Выбрать главу

Фигуру в целом я выкрасил в кобальтовых тонах, чтобы она не вполне имела сходство с манекеном, но, раскрашивая, я старался соблюдать анатомические нюансы — на ногах я нарисовал ультрамарином волосы, обозначил на торсе соски и пупок. Ниже пупа я задумался. Казалось, в избранной мной эстетике, необходимо было воспроизвести и детородные органы, но тут меня взяло стеснение. Я не мог помыслить себя снимающим гипсовый слепок с этой подробности своего организма (не говоря о технических сложностях), тем паче казалось мне безобразным ваять его вручную, потея от сладострастия. Я рассудил, что моему гипсовому чаду не к чему писать и размножаться, если его главная задача — сидеть подле моей кровати для радости глаза. Волосы и пупок нужны были для красоты, но срамной уд? Это-то на что? — думал я, ханжески поджимая губы. Затем вслед я одел гипсового юношу в свои вещи — джинсы, любимую рубаху, в белые носки, я отдал ему почти новые кроссовки, так что он окончательно сблизился со мной во внешнем облике.

Я назвал его Юджин. Имя появилось как-то само собой, без связи с образом, а просто за необычность для русского слуха.

Юджин сидел в кресле в непринужденной позе, склонив голову к плечу, в грустной задумчивости. Крашеная солома обрамляла синеву его лица крупными локонами.
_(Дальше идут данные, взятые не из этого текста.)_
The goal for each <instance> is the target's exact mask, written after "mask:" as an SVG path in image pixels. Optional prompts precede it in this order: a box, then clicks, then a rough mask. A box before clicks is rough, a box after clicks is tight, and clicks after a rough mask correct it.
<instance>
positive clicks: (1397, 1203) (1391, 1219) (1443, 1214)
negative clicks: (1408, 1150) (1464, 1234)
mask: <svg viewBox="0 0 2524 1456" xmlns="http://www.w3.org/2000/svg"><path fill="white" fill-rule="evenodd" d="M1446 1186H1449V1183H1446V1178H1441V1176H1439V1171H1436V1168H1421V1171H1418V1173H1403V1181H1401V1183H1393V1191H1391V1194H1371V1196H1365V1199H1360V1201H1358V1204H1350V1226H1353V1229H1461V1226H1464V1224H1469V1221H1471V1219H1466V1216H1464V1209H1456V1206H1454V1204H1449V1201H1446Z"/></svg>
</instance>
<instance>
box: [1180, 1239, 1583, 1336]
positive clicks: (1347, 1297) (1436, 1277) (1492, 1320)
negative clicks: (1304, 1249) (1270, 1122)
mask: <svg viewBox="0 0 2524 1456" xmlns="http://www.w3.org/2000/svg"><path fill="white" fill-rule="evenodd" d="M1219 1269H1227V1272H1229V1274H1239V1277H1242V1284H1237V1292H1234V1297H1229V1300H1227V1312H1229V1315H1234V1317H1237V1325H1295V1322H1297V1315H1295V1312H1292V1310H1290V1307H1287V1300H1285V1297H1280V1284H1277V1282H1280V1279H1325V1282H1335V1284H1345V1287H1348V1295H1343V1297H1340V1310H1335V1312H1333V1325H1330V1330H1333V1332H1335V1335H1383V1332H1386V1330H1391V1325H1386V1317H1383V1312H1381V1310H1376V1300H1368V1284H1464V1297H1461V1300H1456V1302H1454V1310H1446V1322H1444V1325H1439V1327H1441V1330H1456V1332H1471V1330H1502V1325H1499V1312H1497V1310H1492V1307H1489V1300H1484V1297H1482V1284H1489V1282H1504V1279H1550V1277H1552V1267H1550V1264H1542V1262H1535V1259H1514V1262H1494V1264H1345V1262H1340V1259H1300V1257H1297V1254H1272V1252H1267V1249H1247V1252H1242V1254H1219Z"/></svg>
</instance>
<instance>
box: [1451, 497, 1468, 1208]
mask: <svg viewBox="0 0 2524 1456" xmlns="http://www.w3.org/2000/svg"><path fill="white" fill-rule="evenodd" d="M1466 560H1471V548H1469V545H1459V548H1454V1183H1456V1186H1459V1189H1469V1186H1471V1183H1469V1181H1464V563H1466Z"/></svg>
Я мог долгими часами сидеть против него и как зачарованный смотреть на то, как он раскинул свои длинные, молодые ноги, на всю его ладную фигуру, которой я, кажется, завидовал, забывая, что это моя фигура. В нем было пять шарниров, и иногда я менял ему позу, чтобы вновь поразиться необычности этого создания в моем доме.

Появление скульптуры было воспринято, как и надо предполагать, неоднозначно. Соседка тетя Ира возмущенно спрашивала у матери, почему Арсений не изваял красивую девушку с высокой грудью. Мать переадресовала вопрос мне — я не нашелся. Как-то наш дом визитировала дама-экстрасенс, соискатель ученой степени доктора психологических наук. Та с ходу определила, что у меня рассеянный гастрит, что я астенический невротик, судя по положению кровати. Перед Юджином она остановилась в оторопи и нескоро произнесла: «Не понятно. Но лучше это убрать».

Мой друг Муля любил Юджина не меньше моего. Придя ко мне, печальный и праздный, тогда еще не очень пьющий, он садился вместе со мной напротив фигуры и разглядывал гипсового юношу сосредоточенно и с робостью. Надо заметить, что консервативному Муле редко кто нравился с первого взгляда, пожалуй, до Юджина — никто. Забавнее всего расспрашивал про Юджина Петя Полянский.

— Скажи, а на ночь ты его раздеваешь? — спрашивал мой друг.

— Нет, — отвечал я, — а зачем?

— То есть ты не кладешь его в постель?

— Нет… — тянул я раздумчиво. Мне в самом деле это не приходило в голову.

— А почему? — серьезно спрашивал Петя. Кажется, он правда недоумевал. Я некоторое время думал сам (наши беседы с Петей были долгими и немногословными) потом отвечал просто:

— Понимаешь, у него коленки не гнутся. И потом, гипс-то хрупкий…

— А, — понимающе кивал Петя, — тогда не надо.

Прочие к Юджину отнеслись с почтительной настороженностью — в его присутствии, бывало, стеснялись говорить, понижали голос. Его любили разглядывать, но избегали к нему прикасаться.

Оля Рыбчинская, девушка, которая с студенчестве была напрасно влюблена в меня, прослышав про Юджина позвонила осененная: «Я не думала, что ты так одинок». Кроме нее никто не догадался — а ведь в те месяцы я был готов выть от одиночества. Я испил ту меру отчаянья, которая была мне по силам в двадцать четыре года. Конечно, сейчас я рассматриваю такие количества как суточную порцию, но тогда, на излете моей печальной юности, мне было многовато. Появление этого пустого в буквальном смысле болвана спасало меня от тоски. Уходя на работу, я прощался с ним, возвращаясь, я первым делом шел к нему. Я мог быть уверенным, что он дожидается меня, что он никуда не денется, как исчезают существа живые и переменчивые. Это была совершеннейшая копия меня — опять-таки в высшей степени буквальности, в нем даже была частица моей крови (я порезался, снимая неостывший гипс при помощи ланцета). Он был красив и грустен, и я мог сливать избытки сострадания, в ту пору никем не востребованного, пытаясь заглянуть в прорезанные, как у будды, пустые глаза.